Paige Mahoney has escaped the brutal prison camp of Sheol I, but her problems have only just begun: many of the survivors are missing and she is the most wanted person in London…
As Scion turns its all-seeing eye on the dreamwalker, the mime-lords and mime-queens of the city’s gangs are invited to a rare meeting of the Unnatural Assembly. Jaxon Hall and his Seven Seals prepare to take centre stage, but there are bitter fault lines running through the clairvoyant community and dark secrets around every corner. Then the Rephaim begin crawling out from the shadows. But where is Warden? Paige must keep moving, from Seven Dials to Grub Street to the secret catacombs of Camden, until the fate of the underworld can be decided.
I am giving The Mime Order a resounding five out of five stars.
Everything that I loved about The Bone Season is back in play with The Mime Order. Samantha Shannon’s writing is phenomenal – complex, colorful, and poignant without being too sentimental. She balances introspection and action beautifully. She paints fights in a way that I don’t find boring. This is a tremendous achievement. Need proof of Samantha Shannon’s brilliance? I’ll just point to a message I received from Alexandra Patterson, Librarian Extraordinaire:
In researching [The Bone Season} I found the coolest thing…The seven seals are from revelation…4 are the horsemen of the apocalypse, 1 releases the cries of martyrs, 1 prompts earthquakes, 1 cues ANGELIC trumpeters. Sheol is the Hebrew word for hell…The language the Rephaim speak is known as glossolalia (the language of angels).
That level of depth and intricate detail in writing is rare among even among popular writers who are publishing today.
On another note, The Mime Order is completely different from The Bone Season. It takes the narrative in another direction, and poses questions about loyalty and truth that resonate on both superficial and deep levels.
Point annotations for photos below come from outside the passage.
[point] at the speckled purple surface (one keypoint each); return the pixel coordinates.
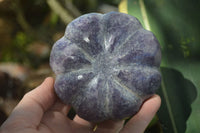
(106, 65)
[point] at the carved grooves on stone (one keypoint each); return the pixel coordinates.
(117, 81)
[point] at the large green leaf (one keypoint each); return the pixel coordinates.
(176, 25)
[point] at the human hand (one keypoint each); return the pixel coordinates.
(40, 111)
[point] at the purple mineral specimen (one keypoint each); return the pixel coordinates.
(106, 65)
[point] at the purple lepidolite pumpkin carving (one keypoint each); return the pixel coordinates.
(106, 65)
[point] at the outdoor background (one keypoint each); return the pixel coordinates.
(29, 28)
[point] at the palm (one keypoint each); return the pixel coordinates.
(40, 111)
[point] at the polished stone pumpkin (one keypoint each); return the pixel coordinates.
(106, 66)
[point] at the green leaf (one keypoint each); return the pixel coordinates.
(176, 25)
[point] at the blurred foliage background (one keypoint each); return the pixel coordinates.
(28, 30)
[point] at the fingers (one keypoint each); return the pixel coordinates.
(31, 108)
(141, 120)
(109, 126)
(60, 107)
(83, 122)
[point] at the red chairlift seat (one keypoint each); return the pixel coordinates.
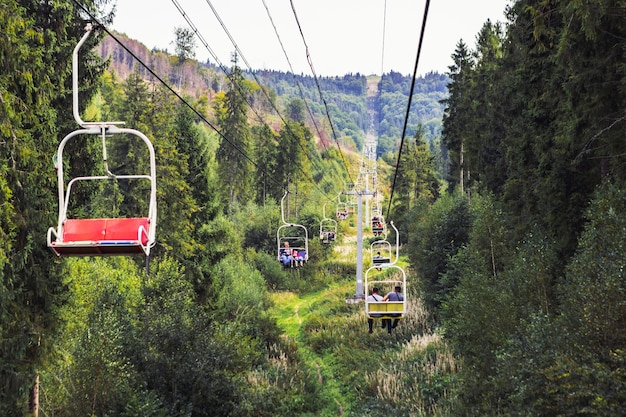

We begin to understand the deep divides and issues of inequity even among the Syndicate, and learn that not everything is as it seems.
Next, there is the Warden storyline. At the end of The Bone Season, we are hanging on the edge of a cliff waiting to see what will happen with his narrative; in The Mime Order, Shannon satiates us…a bit. Unfortunately I can’t say more without spoiling the book for potential readers, but suffice it to say that The Mime Order piqued my interest, and I can’t wait to see where this goes next.
When I shared my review of The Bone Season I mentioned how accessible it was – I would go so far as to say that The Mime Order is even more accessible. Shannon is writing about human politics in a familiar city, and about issues that are relatable for her readers. Furthermore, she has to dedicate less time familiarizing her readers with the world of Paige Mahoney, so we get to focus on the nitty-gritty of the story.
If you haven’t picked up The Bone Season yet, do so, if only so you can read The Mime Order. I would go so far as to say that the second book is even better than the first.